3. Assignment details
3.1. Task details
Your main tasks will involve: data manipulation and cleaning; statistical modelling; writing a
technical report. Your client also wants a non-technical description of the characteristics of
customers that churned, to assist in the development of a risk-management strategy, i.e., a
proactive churn-management program.
In your report, your manager wants you to include: some details on your data manipulation,
cleaning, and descriptive analysis; a brief summary and comparison of the models you fitted; a
2
detailed description of your selected model/s and interpretation of the results; your main findings,
recommendations and conclusions.
The client is familiar with machine learning. All your modelling results should be included, mostly
in an appendix to the report.
In addition, among the 10,000 customers in the eval_data.csv evaluation dataset, you must
identify 3000 customers which you believe are most likely to churn.
See the submission details section and marking criteria section for more information.
3.2. Data Description
The data provides details of 30,000 customers in the training dataset, and 10,000 customers in the
evaluation dataset:
1. training_data.csv
2. eval_data.csv
The datasets can be downloaded from the Moodle website in the A4 Individual Project C A4
Datasets section.
For each of the observations in the training dataset, there is information on 44 attributes
describing the customer care service details, customer demography and personal details, etc.
These are described below.
Similar, but not identical, datasets are provided here. You may also wish to have a look at the
following analysis based on the Kaggle datasets to give you an idea: Churn Prediction (weblink).
This analysis is just a brief example and is not based on your datasets. Different and more variables
may be of interest for your analysis. Extra readings are given in the Resources section.
3.2.1. training_data.csv (Training dataset)
This dataset provides insights about the customers and whether they are churned customers.
Variable Name Description
CustomerID A unique ID assigned to each customer/subscriber
Churn Is churned? (categorical: no , yes )
MonthlyRevenue Mean monthly revenue for the company
MonthlyMinutes Mean monthly minutes of use
TotalRecurringCharge Mean total recurring charges (recurring billing)
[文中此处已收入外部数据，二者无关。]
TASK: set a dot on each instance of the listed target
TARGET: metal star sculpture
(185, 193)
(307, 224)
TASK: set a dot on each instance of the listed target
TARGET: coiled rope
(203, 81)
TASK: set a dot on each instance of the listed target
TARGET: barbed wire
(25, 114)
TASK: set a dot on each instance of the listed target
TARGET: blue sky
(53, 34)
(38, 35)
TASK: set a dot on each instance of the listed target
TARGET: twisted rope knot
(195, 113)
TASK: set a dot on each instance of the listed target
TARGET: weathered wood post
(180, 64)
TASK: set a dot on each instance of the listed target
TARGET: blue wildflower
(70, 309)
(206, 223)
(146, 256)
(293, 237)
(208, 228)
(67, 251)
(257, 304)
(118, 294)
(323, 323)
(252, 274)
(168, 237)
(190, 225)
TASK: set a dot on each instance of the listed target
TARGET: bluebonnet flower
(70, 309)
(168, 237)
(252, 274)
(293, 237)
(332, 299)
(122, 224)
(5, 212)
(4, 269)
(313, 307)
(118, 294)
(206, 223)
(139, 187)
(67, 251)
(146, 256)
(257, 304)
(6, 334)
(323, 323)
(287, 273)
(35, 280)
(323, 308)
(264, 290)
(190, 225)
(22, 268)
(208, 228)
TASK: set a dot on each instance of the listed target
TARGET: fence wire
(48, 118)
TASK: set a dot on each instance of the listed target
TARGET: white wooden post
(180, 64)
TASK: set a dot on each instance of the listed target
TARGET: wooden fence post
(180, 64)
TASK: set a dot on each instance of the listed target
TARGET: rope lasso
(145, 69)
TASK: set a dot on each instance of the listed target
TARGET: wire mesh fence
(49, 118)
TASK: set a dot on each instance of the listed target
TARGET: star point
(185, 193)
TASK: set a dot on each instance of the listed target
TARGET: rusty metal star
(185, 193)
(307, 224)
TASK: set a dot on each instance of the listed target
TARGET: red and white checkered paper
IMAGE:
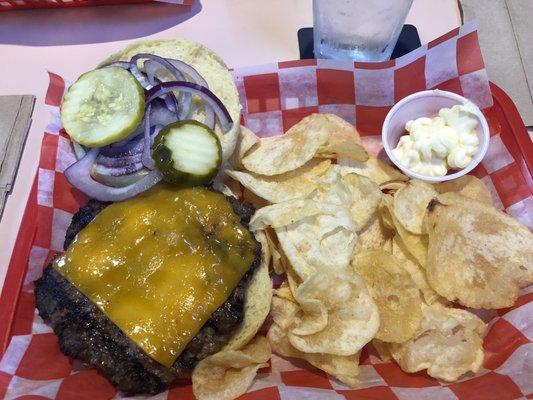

OverageMinutes Mean overage minutes of use
RoamingCalls Mean number of roaming calls
DroppedCalls Mean number of dropped voice calls
BlockedCalls Mean number of blocked voice calls
UnansweredCalls Mean number of unanswered voice calls
CustomerCareCalls Mean number of customer care calls
ThreewayCalls Mean number of three-way calls
OutboundCalls Mean number of outbound voice calls
InboundCalls Mean number of inbound voice calls
DroppedBlockedCalls Mean number of dropped or blocked calls
CallForwardingCalls Mean number of call forwarding calls
CallWaitingCalls Mean number of call waiting calls
MonthsInService Months in Service
ActiveSubs Number of Active Subscriptions
ServiceArea Communications Service Area
Handsets Number of Handsets Issued
CurrentEquipmentDays Number of days of the current equipment
AgeHH1 Age of first Household member
AgeHH2 Age of second Household member
ChildrenInHH Presence of children in Household (yes or no)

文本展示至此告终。